Accounts at about 135 savings and loan associations in the state are backed by the Maryland Savings-Share Insurance Corp., which insures the state's charter stock savings corporations.

In the Baltimore area, at least a half dozen S&L's have been paying 7 percent on passbook accounts and some smaller ones are effectively paying an even higher interest rate.

In fact, Putty Hill Permanent Building Association, for example, is offering passbook savers 6 1/2 percent and an additional 1 1/2 percent bonus at the end of the year.

Now, Government Services, John Hanson Savings & Loan Association and Chevy Chase Savings & Loan Inc. -- all state-insured and among the largest S&Ls in the District suburbs -- have raised their passbook interest rates to 7 percent.

Without the federal limitations, is a rate war possible? "I would hope that everybody would be prudent about it," said Dennis Berlin, executive vice president of Chevy Chase Savings & Loan. "We want to do this on a fiscally sound, good public policy basis."
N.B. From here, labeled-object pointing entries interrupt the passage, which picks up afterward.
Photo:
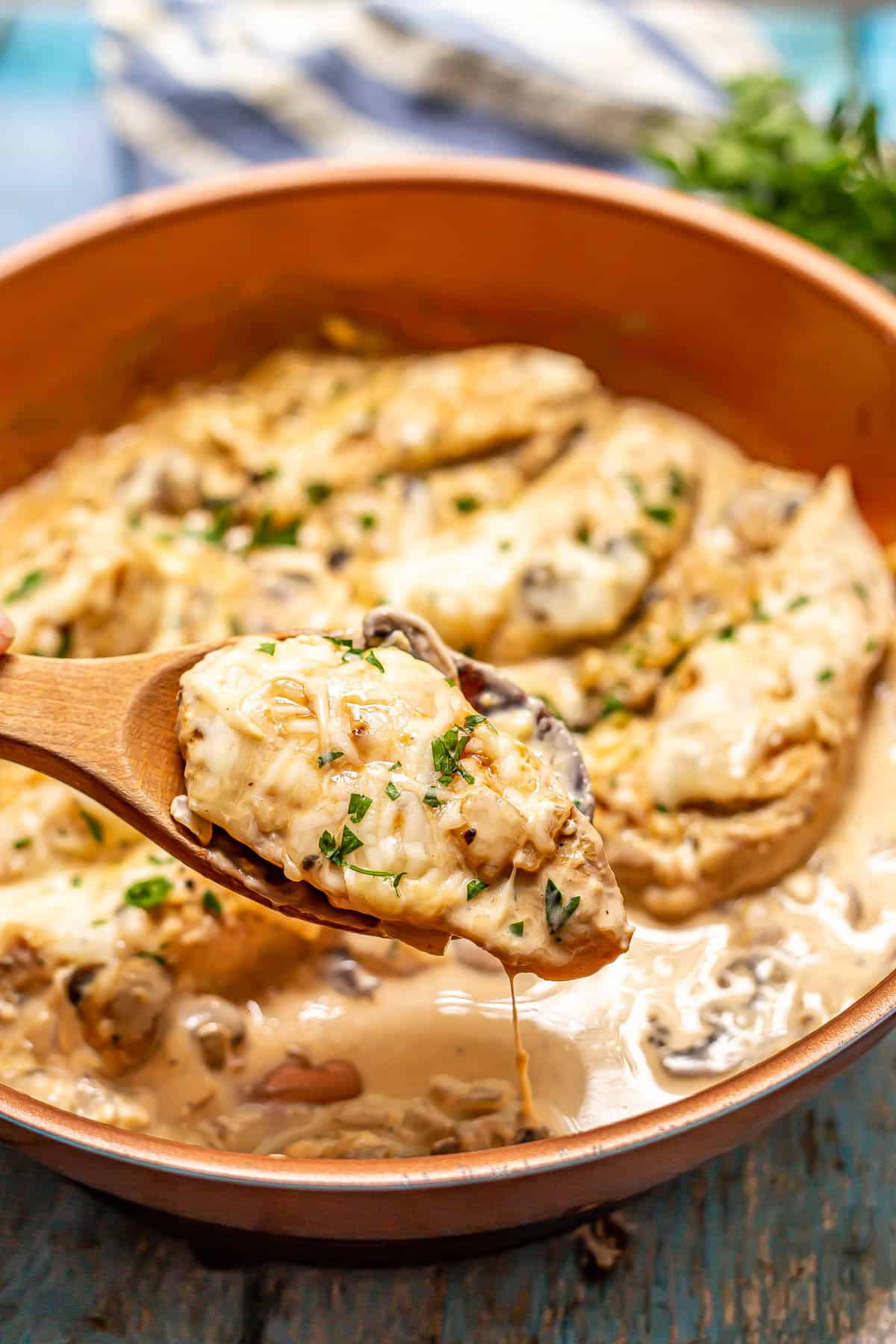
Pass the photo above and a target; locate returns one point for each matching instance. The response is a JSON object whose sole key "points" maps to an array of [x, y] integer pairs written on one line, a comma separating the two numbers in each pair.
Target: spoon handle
{"points": [[74, 719]]}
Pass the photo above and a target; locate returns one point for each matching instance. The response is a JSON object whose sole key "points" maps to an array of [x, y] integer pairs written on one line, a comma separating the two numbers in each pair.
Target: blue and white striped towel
{"points": [[196, 87]]}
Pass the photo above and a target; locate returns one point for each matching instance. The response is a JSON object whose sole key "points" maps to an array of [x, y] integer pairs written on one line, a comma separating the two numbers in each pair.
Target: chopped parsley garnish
{"points": [[211, 905], [351, 651], [339, 853], [220, 523], [149, 893], [358, 806], [328, 759], [555, 912], [677, 484], [153, 956], [33, 579], [449, 749], [319, 491], [267, 532], [394, 878], [94, 824]]}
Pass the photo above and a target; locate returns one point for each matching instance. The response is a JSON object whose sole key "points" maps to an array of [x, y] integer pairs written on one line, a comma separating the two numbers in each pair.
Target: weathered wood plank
{"points": [[791, 1239]]}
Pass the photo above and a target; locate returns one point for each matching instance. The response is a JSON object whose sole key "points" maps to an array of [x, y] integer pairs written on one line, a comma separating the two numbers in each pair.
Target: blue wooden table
{"points": [[791, 1239]]}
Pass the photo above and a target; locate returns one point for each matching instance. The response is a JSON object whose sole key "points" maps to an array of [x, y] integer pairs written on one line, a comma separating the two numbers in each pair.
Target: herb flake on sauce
{"points": [[556, 913], [149, 893]]}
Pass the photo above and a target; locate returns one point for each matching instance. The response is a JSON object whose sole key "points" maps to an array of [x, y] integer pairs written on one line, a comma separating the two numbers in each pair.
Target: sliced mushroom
{"points": [[120, 1007], [346, 974], [491, 694], [217, 1026], [316, 1085]]}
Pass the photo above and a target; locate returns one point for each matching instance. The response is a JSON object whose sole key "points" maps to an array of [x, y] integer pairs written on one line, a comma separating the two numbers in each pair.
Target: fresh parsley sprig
{"points": [[828, 181]]}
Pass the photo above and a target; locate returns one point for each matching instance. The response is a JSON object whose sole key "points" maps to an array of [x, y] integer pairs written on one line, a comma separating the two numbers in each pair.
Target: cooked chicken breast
{"points": [[418, 413], [743, 511], [571, 558], [368, 774], [736, 774]]}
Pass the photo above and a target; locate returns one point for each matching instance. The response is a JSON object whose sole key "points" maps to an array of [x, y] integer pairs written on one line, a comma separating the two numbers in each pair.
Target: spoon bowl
{"points": [[108, 727]]}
But until last week, the Maryland-chartered S&L's apparently were hesitant about advertising their services, particularly smaller thrift institutions in the Baltimore area.
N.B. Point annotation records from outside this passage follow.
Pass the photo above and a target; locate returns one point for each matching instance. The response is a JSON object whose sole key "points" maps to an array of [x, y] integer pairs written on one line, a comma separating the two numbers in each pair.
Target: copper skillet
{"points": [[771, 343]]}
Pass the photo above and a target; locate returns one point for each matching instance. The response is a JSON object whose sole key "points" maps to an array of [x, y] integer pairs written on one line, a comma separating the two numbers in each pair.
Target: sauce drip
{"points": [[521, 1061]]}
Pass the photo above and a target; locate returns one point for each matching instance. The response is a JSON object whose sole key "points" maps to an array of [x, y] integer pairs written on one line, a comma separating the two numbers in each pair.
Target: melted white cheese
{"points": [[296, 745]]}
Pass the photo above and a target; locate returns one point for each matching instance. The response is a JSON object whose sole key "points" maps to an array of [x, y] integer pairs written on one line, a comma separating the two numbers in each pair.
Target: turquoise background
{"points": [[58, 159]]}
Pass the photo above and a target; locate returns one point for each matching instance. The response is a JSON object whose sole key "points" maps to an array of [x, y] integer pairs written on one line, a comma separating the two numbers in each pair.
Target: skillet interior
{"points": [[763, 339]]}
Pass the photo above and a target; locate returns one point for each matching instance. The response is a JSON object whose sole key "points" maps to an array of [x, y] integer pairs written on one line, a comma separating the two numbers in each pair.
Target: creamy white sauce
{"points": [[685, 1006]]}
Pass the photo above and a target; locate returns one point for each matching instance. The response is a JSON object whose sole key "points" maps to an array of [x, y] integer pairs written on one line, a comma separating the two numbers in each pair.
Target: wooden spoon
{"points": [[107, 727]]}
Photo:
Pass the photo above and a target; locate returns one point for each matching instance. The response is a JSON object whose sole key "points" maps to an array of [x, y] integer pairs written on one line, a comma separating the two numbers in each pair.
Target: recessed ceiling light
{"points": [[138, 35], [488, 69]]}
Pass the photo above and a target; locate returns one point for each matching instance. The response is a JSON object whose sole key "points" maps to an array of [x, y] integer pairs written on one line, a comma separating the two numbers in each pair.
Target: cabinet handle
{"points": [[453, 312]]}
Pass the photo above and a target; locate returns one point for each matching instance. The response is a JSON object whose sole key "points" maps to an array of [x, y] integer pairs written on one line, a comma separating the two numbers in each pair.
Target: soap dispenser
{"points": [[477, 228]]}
The advertising policy, suggested by the state Division of Building Savings and Loan Associations, the regulatory panel which monitors the performance of the S&L's, was put into effect to deter rate wars and limit discussion of a federal takeover of the state's rate setting role. Only Maryland, Ohio, North Carolina and Massachusetts have a state insurance system for S&L's not chartered by the federal government.
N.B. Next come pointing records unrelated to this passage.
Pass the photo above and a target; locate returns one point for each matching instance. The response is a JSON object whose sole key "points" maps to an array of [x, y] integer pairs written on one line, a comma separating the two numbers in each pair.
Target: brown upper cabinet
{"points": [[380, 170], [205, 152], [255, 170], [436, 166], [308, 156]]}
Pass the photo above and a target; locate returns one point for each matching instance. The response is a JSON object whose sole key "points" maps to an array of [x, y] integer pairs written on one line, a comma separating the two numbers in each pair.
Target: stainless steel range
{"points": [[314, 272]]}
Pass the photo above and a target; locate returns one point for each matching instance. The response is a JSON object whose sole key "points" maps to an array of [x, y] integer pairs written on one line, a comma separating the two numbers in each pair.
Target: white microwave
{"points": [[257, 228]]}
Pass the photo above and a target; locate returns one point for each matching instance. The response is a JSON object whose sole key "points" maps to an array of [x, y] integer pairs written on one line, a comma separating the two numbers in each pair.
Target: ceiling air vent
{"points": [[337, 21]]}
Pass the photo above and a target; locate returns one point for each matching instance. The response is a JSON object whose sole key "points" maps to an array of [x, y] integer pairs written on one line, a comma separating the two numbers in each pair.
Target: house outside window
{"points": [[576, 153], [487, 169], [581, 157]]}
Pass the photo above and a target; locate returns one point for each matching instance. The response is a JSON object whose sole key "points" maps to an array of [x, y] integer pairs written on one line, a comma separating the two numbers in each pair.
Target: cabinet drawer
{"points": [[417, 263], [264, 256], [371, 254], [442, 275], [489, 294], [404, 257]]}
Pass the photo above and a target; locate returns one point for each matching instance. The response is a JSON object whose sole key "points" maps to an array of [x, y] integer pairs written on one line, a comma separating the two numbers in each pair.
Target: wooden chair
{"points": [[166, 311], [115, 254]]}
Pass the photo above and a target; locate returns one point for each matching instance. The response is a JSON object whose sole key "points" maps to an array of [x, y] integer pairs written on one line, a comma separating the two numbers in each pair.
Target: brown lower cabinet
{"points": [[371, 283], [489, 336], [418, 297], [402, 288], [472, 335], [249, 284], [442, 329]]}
But the ban has been lifted informally, although its effects never really surfaced in metropolitan Washington, savings and loan spokesmen maintained.

Despite the rate flexibility and the competitive advertising reflected in major newspaper advertising campaigns, it is unclear whether the S&L's can begin to cut the flow of consumer dollars into money market funds.

Two years ago, about $2 billion of the public's investment dollars, were tied up in money, market mutual funds. By mid-1970, that figure had ballooned to about $50 billion because of aggressive marketing and interest rates well above S&L institutions everywhere.

The way to cut that dropoff in Maryland is to expand the varieties of services S&L's can offer, officials said. "It's not just the passbook, but a whole group of savings programs that will attract funds away from money market funds," Boyle said, citing short-and long-term certificates of deposit as examples.

David H. Wells Jr., deputy director of the Maryland regulatory agency, said the plans to recapture money in the Washington suburbs and across the state could begin to stem the outflow of savings dollars.

"If they can capture additional savings at that rate, it will turn out to be a very good policy and will turn out to be very profitable," Wells said. Using the example of a suburban Washington S&L with about $60 million in passbook accounts. Wells noted that the one percent increase, from 6 percent to 7 percent, will mean an additional $600,000 in interest rate payments a year for the institution. "They can easily pay that," he said.

S&L spokesman argued that the flow of funds away from their coffers limits consumers in access to their money and also shuts off the S&L industry's ability to finance housing.

Not only is the industry suffering by transfers of savings dollars to money market investments but also it is looking to the eventual advent of interest-bearing checking accounts, another alternative for the general public.

If the Maryland experience can demonstrate that with a push, state institutions can recapture savers' dollars, it could provide added impetus to congressional efforts to virtually deregulate the industry and end interest rate ceilings.